Gottschalk allerdings, den mochte ich noch nie, rei äußerlich. Darum enthalte ich mich hier jeden Kommentars.
[size=9]Nicht alles, was zwei Backen hat, ist ein Gesicht...[/size]

Sandra

#23
Ich zweifle auch an den Daten - weil sich einfach auch die familiären Rahmenbedingungen ändern: die jungen Leute haben solche Kasteln nciht, die WGs, die kreativen - ich glaube auch, dass eine Reihe von Menschen solche Kasteln verweigert - bzw garnciht angefragt wird. Und zwar in den Schichten, die immer stärker werden, und die eben nciht Norm-fall sind.

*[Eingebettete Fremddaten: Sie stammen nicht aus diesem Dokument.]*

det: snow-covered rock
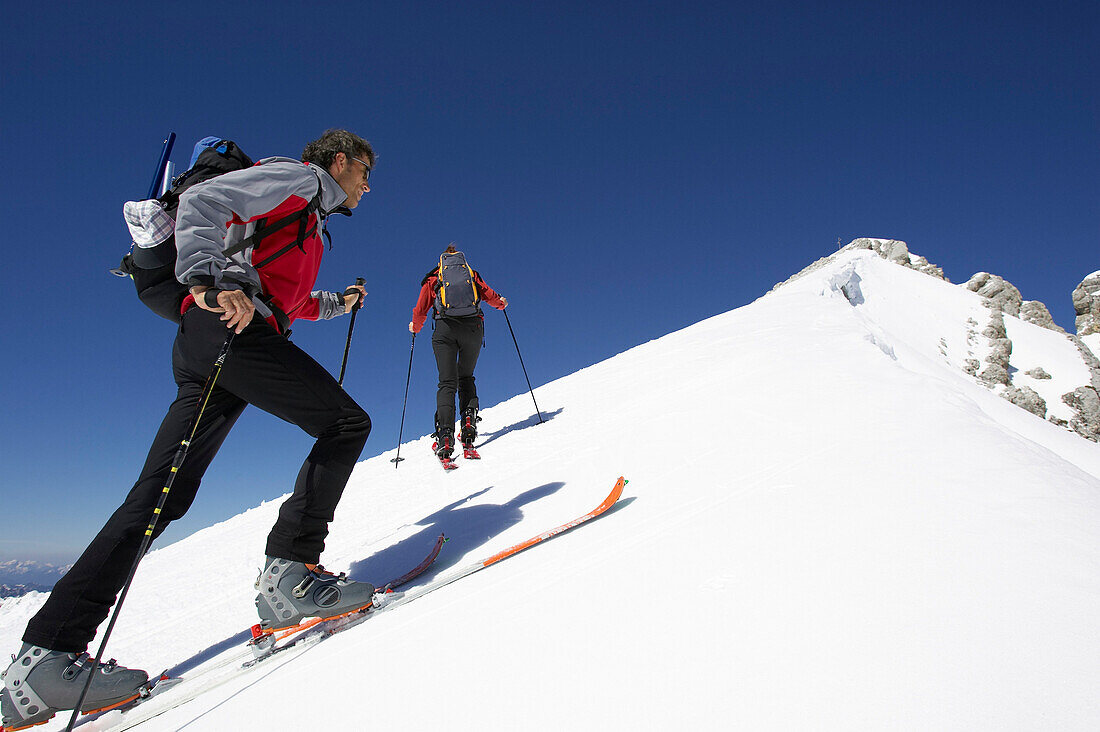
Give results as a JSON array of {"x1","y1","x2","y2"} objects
[
  {"x1": 1073, "y1": 271, "x2": 1100, "y2": 337},
  {"x1": 964, "y1": 272, "x2": 1023, "y2": 316}
]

Bei G. kann ich es schon verstehen: er ist frech, er wirkt aber harmlos, er ist immer schrill und sehr selbstsicher. Er lässt keinen Raum für Hinterfragen. Er wirkt nciht bedrohlich -aber seine frechheiten und seine Blödeleien sind "cool" - so wollen Leute auch sein. Dazu arbeitet er aber auch so, dass jeder glaubt "Das könnte ich auch" also kann man sich gut identifizieren.
Er hat kein Jota von irgendwelchen "Ich bin klüger, ich bin besser" - Er ist der personifizierte "Mann von Nebenan" - aber schriller und frrecher, als der sich das trauen würde.
Dazu kommt - das dürfen wir nicht vergessen - wenn das Fernsehen dem öpublikum jemanden lang und ausgiebig vorsetzt, muss der garnicht so viel können - die Leute rennen nach, wenn sie nur oft genug hören: der ist toll.  Wenn man im Fernsehen ist, hat man fans. Ganz egal, was man macht. Dann aber noch harmlos zu sein, und trotzdem etwas zu zeigen/verkörpern, was die nciht können (schrille Jacketts anziehen zB) dann hat man gewonnen.

kampmann

Tja - und nun???

Lassen wir G. G. sein und gehen über zur Tagesordnung ??

Ich fühle mich jedenfalls ziemlich machtlos gegenüber diesem Sch...
Ein Außenseiter, der sehr neugierig ist!